Authors: Curtis Sittenfeld
Publisher: Random House
Reading Level: Young Adult
Released: November 2005
Lee Fiora is an intelligent, observant fourteen-year-old when her father drops her off in front of her dorm at the prestigious Ault School in Massachusetts. She leaves her animated, affectionate family in South Bend, Indiana, at least in part because of the boarding school’s glossy brochure, in which boys in sweaters chat in front of old brick buildings, girls in kilts hold lacrosse sticks on pristine mowed athletic fields, and everyone sings hymns in chapel
As Lee soon learns, Ault is a cloistered world of jaded, attractive teenagers who spend summers on Nantucket and speak in their own clever shorthand.
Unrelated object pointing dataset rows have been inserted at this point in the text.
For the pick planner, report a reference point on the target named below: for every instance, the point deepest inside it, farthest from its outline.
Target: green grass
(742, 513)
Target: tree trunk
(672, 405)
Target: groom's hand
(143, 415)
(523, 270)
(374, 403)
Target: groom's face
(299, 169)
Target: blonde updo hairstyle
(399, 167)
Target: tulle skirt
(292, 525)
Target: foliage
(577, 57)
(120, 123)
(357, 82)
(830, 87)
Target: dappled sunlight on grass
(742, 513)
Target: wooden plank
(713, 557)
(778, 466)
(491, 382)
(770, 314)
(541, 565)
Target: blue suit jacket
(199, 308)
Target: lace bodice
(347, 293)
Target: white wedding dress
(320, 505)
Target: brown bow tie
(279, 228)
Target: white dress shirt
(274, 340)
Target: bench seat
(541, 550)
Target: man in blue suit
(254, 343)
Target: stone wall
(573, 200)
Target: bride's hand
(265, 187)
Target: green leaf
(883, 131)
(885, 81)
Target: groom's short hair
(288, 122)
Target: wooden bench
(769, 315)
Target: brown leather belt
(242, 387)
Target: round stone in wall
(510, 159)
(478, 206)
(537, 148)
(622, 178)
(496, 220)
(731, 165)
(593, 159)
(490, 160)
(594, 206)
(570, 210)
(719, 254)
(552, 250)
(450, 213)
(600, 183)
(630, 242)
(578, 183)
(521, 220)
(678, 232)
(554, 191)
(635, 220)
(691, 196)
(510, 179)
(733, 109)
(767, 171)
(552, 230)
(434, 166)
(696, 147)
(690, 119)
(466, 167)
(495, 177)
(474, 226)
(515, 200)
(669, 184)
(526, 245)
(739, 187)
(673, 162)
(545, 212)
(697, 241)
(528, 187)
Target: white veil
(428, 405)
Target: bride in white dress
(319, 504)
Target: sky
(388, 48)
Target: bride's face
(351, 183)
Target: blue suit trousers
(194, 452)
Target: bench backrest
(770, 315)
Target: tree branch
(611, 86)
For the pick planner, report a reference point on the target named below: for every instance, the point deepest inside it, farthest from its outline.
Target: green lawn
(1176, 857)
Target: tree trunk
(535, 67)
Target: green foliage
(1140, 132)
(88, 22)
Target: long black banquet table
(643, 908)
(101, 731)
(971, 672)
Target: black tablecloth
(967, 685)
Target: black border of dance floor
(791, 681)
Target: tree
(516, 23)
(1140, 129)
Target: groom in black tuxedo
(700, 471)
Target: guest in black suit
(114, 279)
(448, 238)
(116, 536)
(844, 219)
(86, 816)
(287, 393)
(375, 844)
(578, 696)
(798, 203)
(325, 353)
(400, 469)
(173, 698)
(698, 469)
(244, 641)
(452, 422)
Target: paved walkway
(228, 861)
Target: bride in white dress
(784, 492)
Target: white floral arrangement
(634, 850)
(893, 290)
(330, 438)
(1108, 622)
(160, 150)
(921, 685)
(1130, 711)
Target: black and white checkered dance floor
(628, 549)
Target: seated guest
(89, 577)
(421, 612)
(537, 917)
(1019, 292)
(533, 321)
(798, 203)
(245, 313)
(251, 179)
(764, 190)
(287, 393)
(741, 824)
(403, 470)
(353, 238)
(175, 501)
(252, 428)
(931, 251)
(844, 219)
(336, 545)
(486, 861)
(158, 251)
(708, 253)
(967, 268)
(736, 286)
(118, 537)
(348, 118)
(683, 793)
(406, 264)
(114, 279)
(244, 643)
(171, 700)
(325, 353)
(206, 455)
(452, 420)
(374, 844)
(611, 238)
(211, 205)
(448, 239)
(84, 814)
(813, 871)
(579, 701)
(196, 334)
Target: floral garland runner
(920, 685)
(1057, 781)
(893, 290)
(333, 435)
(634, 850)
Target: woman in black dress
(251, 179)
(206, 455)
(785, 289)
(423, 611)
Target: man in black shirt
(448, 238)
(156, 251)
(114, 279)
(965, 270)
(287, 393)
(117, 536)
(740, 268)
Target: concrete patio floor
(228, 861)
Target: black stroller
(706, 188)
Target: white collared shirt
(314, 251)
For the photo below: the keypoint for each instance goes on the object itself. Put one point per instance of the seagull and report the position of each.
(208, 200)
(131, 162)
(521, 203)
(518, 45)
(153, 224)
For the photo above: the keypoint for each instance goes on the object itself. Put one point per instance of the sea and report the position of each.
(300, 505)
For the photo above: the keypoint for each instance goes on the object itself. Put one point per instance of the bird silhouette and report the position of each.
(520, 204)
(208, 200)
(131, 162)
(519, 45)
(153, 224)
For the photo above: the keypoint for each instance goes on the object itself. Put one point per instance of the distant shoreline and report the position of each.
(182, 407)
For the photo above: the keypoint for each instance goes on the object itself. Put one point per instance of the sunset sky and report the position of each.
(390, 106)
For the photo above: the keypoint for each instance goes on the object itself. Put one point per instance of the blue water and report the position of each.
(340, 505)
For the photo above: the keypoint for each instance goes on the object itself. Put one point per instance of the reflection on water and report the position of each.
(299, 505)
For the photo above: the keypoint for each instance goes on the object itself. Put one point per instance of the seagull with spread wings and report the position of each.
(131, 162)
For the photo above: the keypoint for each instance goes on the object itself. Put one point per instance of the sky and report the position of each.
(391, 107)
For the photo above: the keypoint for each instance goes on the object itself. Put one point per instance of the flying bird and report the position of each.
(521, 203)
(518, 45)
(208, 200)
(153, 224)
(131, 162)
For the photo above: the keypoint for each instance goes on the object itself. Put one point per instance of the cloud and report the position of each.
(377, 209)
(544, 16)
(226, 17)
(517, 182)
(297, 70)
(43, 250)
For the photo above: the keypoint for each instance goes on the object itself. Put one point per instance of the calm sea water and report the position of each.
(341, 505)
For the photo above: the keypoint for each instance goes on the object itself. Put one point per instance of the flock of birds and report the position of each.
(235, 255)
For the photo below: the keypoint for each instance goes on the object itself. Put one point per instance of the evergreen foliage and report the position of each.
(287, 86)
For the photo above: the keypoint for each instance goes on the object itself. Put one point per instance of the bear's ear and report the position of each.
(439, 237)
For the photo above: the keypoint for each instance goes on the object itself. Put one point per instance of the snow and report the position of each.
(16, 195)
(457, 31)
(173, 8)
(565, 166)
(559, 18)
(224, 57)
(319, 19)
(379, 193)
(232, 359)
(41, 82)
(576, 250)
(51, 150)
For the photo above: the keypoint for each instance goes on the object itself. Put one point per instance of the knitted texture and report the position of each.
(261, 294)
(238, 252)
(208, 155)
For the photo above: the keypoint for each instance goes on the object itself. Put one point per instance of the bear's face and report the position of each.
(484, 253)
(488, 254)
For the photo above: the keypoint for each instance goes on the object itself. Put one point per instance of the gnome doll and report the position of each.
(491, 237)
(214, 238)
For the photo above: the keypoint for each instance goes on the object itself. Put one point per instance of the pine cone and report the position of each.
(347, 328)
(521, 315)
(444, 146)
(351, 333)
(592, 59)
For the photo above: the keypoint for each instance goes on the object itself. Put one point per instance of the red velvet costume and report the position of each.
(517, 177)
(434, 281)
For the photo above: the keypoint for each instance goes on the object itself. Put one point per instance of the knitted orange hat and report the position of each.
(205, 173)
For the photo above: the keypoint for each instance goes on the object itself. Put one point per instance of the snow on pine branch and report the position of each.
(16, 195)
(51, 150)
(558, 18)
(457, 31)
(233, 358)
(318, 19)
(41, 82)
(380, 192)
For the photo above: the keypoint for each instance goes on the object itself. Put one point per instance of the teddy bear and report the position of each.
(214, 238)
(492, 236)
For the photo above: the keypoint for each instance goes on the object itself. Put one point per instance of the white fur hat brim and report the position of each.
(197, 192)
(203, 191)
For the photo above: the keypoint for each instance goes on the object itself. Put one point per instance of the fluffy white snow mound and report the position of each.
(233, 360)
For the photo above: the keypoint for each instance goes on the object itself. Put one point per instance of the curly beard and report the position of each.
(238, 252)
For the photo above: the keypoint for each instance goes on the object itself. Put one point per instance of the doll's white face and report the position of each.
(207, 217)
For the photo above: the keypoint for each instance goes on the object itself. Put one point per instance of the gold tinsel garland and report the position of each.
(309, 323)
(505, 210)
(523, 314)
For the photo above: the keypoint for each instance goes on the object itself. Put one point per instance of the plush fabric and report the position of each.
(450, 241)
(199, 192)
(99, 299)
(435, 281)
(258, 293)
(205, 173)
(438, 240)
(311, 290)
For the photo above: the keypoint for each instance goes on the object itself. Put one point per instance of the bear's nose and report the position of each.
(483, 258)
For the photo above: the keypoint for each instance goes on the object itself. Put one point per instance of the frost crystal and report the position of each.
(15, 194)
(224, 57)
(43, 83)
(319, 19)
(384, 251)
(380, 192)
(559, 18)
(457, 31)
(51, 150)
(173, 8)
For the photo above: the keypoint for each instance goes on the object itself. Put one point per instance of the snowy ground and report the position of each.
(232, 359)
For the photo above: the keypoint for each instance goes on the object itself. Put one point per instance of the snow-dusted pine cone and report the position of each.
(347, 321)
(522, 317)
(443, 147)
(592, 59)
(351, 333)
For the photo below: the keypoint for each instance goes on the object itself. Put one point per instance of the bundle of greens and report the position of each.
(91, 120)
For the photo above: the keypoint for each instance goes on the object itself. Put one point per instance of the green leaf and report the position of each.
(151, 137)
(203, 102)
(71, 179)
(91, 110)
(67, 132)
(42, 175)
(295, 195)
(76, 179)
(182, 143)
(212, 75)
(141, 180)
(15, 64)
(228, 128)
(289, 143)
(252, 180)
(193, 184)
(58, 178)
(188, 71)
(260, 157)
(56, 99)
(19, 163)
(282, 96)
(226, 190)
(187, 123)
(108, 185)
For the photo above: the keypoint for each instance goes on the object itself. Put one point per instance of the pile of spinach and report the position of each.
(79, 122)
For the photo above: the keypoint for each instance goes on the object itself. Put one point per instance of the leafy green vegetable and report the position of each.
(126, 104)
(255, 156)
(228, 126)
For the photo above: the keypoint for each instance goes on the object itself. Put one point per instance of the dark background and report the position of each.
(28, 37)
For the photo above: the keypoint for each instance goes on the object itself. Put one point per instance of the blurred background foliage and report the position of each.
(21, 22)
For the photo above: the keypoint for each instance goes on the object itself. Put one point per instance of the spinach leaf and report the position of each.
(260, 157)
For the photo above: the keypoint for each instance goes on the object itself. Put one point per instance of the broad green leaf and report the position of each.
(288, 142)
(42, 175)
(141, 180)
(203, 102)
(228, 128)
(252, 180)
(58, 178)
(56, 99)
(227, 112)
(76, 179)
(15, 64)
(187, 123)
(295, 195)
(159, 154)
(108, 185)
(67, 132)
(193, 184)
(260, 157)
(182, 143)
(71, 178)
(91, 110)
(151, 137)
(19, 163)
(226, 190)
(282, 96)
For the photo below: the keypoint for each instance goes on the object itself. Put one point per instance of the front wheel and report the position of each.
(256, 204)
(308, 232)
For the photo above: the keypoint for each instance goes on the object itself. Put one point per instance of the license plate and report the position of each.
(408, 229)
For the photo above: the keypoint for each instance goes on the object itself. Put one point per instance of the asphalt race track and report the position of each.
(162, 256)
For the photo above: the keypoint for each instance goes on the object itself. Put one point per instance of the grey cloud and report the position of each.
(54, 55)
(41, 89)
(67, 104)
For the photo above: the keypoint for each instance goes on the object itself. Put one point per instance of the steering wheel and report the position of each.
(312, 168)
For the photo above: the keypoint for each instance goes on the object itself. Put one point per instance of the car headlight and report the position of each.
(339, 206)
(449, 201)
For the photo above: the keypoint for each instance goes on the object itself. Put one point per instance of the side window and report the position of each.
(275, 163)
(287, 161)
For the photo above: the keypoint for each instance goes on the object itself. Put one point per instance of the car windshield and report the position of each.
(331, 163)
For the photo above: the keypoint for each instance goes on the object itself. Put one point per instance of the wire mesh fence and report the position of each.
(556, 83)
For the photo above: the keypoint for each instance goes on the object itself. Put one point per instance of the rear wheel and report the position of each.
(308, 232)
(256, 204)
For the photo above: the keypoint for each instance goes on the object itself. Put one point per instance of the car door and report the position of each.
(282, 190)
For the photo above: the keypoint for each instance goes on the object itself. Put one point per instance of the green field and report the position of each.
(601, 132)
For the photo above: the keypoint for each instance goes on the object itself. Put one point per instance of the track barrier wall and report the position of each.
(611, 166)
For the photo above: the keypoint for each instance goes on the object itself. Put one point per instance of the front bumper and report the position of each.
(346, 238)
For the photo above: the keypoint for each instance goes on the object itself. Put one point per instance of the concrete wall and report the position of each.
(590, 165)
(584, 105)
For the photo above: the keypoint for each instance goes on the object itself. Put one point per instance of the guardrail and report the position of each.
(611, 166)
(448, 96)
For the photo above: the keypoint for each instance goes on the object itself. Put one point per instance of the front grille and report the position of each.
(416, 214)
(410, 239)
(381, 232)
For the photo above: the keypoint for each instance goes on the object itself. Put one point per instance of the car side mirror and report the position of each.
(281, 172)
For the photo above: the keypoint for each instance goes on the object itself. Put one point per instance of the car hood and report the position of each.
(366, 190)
Both intimidated and fascinated by her classmates, Lee becomes a shrewd observer of–and, ultimately, a participant in–their rituals and mores. As a scholarship student, she constantly feels like an outsider and is both drawn to and repelled by other loners. By the time she’s a senior, Lee has created a hard-won place for herself at Ault. But when her behavior takes a self-destructive and highly public turn, her carefully crafted identity within the community is shattered.
Ultimately, Lee’s experiences–complicated relationships with teachers; intense friendships with other girls; an all-consuming preoccupation with a classmate who is less than a boyfriend and more than a crush; conflicts with her parents, from whom Lee feels increasingly distant, coalesce into a singular portrait of the painful and thrilling adolescence universal to us all.
I've heard this book was one of those books where you either love it or hate it. Me? I was closer to loving it then hating it. Actually I pretty much LOVED it, except for a few things that bothered me, but I'll get to those later.
When I first started Prep, I really didn't know what to expect. So I was kind of surprised by what happened in the novel, and not necessarily in a bad way. Lee was one of those girls who always felt left out, who thought she wasn't ugly nor pretty, smart nor dumb. So when she came to boarding school, I, well, I pitied Lee as a character. She was always so negative and didn't know how lucky she were. She was, shall I say, clueless. It was a bit annoying, but when I thought about, I think that it was necessary for Lee to be annoying in her character to fit the part in this novel. If that makes sense.
Throughout Lee's time at Ault, she grew. She grew so much, it was crazy. Every time a new chapter started, which was not a lot of times considering there were eight chapters and 400 pages in the book, Lee had grown up immensely. And I loved to see Lee grow up, actually I loved to see any character grow up, like through a long period time, in any book. Which is probably why I love the Jessica Darling Series so much. Anyway, back to Prep.
Sittenfeld's writing was close to impeccable. I really enjoyed her style of writing. Her writing made me think and it made me curious. I had no idea what would happen next. Something that bothered me was the ending, I was hoping for a little more, Lee was telling us what happened since she left Ault about everybody she ran into, but I really didn't know what happened to her. Also there were times in the novel when I got so frustrated with Lee were I just wanted to rip out the pages. but nonetheless, this was an excellent read that I highly recommend.